The dict object as it currently is is too constraining. A better approach might be to build the dict object dynamically, like so:

cols <- list(c = "corresponding", a = "affiliation_id", n = "note_id")
dict <- cols[cols %in% names(example)]

But then I don't manage to retrieve the data using the .data pronoun inside assign_to_keys().

Note that a lot of the complexity here comes from dealing with key separators in format which is done in parse_format() and assign_to_keys().

Any insights on how I could make it more flexible? I changed this part quite a bit since the first draft and I might have followed a wrong logic in the process. So if you see a better logic/simpler way to do it, please share it.

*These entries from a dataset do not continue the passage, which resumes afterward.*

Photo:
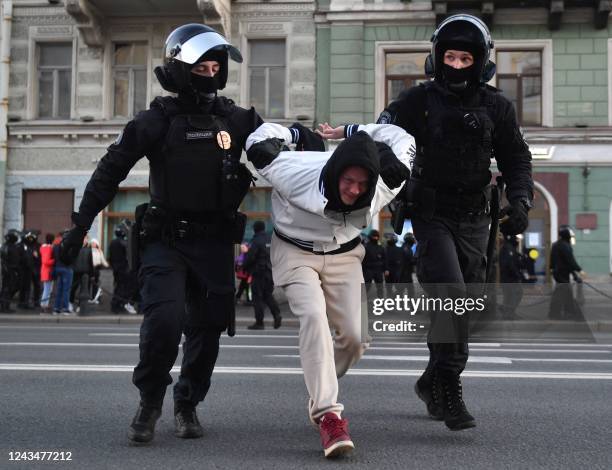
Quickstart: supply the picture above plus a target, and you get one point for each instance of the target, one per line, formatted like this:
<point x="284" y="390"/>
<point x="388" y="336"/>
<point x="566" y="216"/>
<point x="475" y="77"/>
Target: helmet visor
<point x="197" y="46"/>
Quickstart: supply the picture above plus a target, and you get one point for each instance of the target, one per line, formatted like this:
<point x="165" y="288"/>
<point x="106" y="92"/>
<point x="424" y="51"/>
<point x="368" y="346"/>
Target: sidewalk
<point x="101" y="314"/>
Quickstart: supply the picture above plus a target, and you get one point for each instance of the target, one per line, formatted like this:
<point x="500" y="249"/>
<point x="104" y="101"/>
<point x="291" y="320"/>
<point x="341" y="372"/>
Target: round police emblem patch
<point x="224" y="140"/>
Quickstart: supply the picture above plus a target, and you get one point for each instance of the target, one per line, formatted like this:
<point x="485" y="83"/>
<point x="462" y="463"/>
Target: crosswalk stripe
<point x="274" y="346"/>
<point x="298" y="371"/>
<point x="473" y="359"/>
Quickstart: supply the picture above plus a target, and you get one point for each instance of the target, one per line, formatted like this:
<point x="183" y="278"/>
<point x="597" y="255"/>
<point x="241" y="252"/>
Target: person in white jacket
<point x="321" y="201"/>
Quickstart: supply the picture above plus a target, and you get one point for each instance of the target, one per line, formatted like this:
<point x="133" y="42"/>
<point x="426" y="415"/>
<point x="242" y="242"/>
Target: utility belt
<point x="307" y="246"/>
<point x="460" y="203"/>
<point x="416" y="198"/>
<point x="154" y="223"/>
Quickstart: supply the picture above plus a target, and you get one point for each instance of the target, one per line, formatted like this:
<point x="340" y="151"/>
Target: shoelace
<point x="334" y="428"/>
<point x="454" y="400"/>
<point x="146" y="413"/>
<point x="187" y="417"/>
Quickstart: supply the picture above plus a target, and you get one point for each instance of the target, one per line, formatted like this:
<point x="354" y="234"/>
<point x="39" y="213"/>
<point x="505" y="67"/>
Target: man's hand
<point x="328" y="132"/>
<point x="392" y="170"/>
<point x="514" y="218"/>
<point x="71" y="244"/>
<point x="262" y="153"/>
<point x="308" y="140"/>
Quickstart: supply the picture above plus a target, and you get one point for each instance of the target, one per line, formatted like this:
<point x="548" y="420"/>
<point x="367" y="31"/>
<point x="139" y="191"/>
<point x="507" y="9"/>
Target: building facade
<point x="73" y="72"/>
<point x="553" y="61"/>
<point x="77" y="70"/>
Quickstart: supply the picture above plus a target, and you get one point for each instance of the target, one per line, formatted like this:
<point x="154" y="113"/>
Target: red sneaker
<point x="334" y="435"/>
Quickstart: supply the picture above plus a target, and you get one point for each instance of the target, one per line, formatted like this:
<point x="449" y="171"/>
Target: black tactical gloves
<point x="392" y="170"/>
<point x="305" y="139"/>
<point x="262" y="153"/>
<point x="517" y="217"/>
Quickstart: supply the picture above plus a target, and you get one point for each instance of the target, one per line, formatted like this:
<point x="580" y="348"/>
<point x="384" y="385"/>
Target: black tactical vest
<point x="455" y="154"/>
<point x="186" y="176"/>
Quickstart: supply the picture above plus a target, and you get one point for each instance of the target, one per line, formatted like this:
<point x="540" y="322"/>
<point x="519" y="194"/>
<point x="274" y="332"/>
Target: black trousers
<point x="187" y="288"/>
<point x="263" y="287"/>
<point x="451" y="262"/>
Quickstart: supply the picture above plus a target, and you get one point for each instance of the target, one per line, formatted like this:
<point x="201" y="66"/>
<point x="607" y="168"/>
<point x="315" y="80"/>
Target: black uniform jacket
<point x="509" y="148"/>
<point x="142" y="136"/>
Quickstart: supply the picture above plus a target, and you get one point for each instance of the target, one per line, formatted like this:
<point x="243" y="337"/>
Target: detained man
<point x="321" y="201"/>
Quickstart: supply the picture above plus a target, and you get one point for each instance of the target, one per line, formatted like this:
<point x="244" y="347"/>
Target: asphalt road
<point x="67" y="388"/>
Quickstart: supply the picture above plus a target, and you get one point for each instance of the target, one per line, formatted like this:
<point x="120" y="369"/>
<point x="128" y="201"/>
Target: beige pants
<point x="323" y="290"/>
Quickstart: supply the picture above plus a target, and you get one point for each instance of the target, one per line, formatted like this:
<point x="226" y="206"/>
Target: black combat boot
<point x="456" y="415"/>
<point x="142" y="428"/>
<point x="186" y="421"/>
<point x="430" y="395"/>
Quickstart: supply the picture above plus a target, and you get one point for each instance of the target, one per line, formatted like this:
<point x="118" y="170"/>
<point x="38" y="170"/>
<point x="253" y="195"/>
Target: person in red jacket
<point x="46" y="272"/>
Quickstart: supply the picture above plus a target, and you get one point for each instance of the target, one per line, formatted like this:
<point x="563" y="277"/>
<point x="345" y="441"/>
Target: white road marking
<point x="473" y="359"/>
<point x="298" y="371"/>
<point x="272" y="346"/>
<point x="238" y="336"/>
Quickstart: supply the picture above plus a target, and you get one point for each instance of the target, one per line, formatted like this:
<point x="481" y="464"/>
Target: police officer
<point x="11" y="259"/>
<point x="459" y="124"/>
<point x="408" y="263"/>
<point x="118" y="260"/>
<point x="563" y="305"/>
<point x="186" y="233"/>
<point x="30" y="271"/>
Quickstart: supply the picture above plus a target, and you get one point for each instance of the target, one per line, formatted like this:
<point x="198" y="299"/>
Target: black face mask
<point x="205" y="84"/>
<point x="457" y="76"/>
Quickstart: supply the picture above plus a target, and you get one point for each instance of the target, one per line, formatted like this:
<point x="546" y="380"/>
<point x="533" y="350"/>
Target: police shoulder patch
<point x="199" y="135"/>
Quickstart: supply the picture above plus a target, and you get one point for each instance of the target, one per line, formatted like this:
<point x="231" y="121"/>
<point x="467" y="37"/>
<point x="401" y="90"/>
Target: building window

because you are relying on dplyr; as well as .data which is pronoun you can access cur_data (and cur_data_all) which are rich objects.
So you could do things like this for example - that would build your dictionary even in the absence of corresponding

    dict <- list(
     c= if( "corresponding" %in% names(cur_data())) {
       .data[["corresponding"]]} else {
         character(0)
      },
      a = .data[["affiliation_id"]],
      n = .data[["note_id"]]
    )
1 Like

Thank you for your input.

Yes, I can always add more control flow to make it work but it's adding a level of complexity to what I think is a bad initial design or an overcomplicated solution to the intial problem.

Also note that the way I set the separator between each annotation relies on the keys in both dict and format (paste0(seps[[.y]], symbols)). Consider that format = "ac", parse_format()only looks for a possible separator for the a and c keys and returns seps = c(a = "", c = ""). Since assign_to_keys()iterates through dict I'll get an error when .y is "n" because that key isn't in seps with the current design. I can add more control flow there too but this is just a sign of a poor design in my opinion.

A better solution would be to create the dict object dynamically based on the keys in format, which I can do. Then the problem is to retrieve the actual data from the dataset in assign_to_keys() which I don't know how to do.

Something like:

iwalk(dict, ~ {
  .x <- .data[[.x]]
  # rest of the code here
})

I'm getting a Can't subset `.data` outside of a data mask context error though, even when encapsulating the whole thing in expr().

I guess I'd be happy enough if I can make .data work in assign_to_keys() although there might be a better design for all this which I can't think of at the moment.